We assessed the use of endoscopic retrograde cholangiopancreatography (ERCP) after laparoscopic cholecystectomy (LC) at our hepatobiliary referral center. This assessment included patients from outside institutions with post-LC problems. Between May 1990 and September 1992, we performed 522 LCs and 1,723 ERCP examinations. There were 78 patients who underwent 143 ERCP examinations after LC, 65% of whom were referred. ERCP findings were categorized as follows: normal results (8%), problems inherent to stone disease (65%), and iatrogenic injury (27%). The types of inherent problems were common bile duct (CBD) stones, pancreatitis, and papillary stenosis/microlithiasis. Within the CBD stone group, 5 of 26 patients also had papillary stenosis, and, within the pancreatitis group, 9 of 11 patients also had papillary stenosis, making papillary stenosis the most frequent observation (55%).

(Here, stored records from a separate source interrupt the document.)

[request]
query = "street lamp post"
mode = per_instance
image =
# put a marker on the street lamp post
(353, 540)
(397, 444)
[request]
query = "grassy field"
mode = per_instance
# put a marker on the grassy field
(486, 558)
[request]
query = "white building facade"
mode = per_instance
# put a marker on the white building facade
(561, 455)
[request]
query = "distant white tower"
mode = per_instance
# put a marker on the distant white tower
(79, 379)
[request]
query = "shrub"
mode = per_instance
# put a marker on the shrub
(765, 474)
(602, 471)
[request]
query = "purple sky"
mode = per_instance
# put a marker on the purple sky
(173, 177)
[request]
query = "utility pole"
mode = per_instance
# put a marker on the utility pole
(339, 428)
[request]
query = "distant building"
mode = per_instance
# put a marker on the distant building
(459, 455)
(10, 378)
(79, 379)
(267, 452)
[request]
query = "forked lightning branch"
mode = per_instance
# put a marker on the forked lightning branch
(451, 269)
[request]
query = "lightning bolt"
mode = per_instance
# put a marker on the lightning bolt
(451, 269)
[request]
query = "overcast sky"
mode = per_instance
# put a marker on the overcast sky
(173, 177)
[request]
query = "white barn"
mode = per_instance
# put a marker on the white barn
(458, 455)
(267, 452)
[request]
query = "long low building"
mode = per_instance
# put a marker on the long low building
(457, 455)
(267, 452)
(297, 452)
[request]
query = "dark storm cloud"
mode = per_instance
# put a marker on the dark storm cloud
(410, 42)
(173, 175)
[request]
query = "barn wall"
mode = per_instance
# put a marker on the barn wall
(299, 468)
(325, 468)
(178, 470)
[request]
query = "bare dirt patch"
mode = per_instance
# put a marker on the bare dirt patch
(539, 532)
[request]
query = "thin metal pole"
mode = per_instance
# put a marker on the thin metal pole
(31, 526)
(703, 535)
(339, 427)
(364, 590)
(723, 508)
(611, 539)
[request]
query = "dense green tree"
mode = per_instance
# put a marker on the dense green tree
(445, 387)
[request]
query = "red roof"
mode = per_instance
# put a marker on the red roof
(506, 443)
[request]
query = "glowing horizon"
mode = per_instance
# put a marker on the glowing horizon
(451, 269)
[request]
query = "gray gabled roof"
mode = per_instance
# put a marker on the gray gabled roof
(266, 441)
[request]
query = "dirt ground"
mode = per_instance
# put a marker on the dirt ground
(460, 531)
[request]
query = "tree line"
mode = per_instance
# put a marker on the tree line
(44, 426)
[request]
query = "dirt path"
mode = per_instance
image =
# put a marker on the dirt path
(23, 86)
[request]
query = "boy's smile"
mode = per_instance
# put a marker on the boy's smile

Almost all of these patients (96%) required endoscopic papillotomy for successful treatment. The iatrogenic injury group was comprised of 21 patients, 16% of whom had cystic duct leak and 84% of whom had CBD injury. These patients required a variety of endoscopic procedures including endoscopic papillotomy (67%), CBD endoscopic stenting (76%), percutaneous drainage of biloma (29%), and percutaneous transhepatic biliary drainage (24%). Open surgical procedures after endoscopic assessment or treatment were required in only three patients in the iatrogenic group and in none in the inherent group. At this time, long-term follow-up is not possible with regard to biliary stricture. We conclude that the majority of problems after LC are either due to papillary stenosis/microlithiasis with or without CBD stones or to biliary injury. Both can be successfully diagnosed and treated with endoscopic techniques.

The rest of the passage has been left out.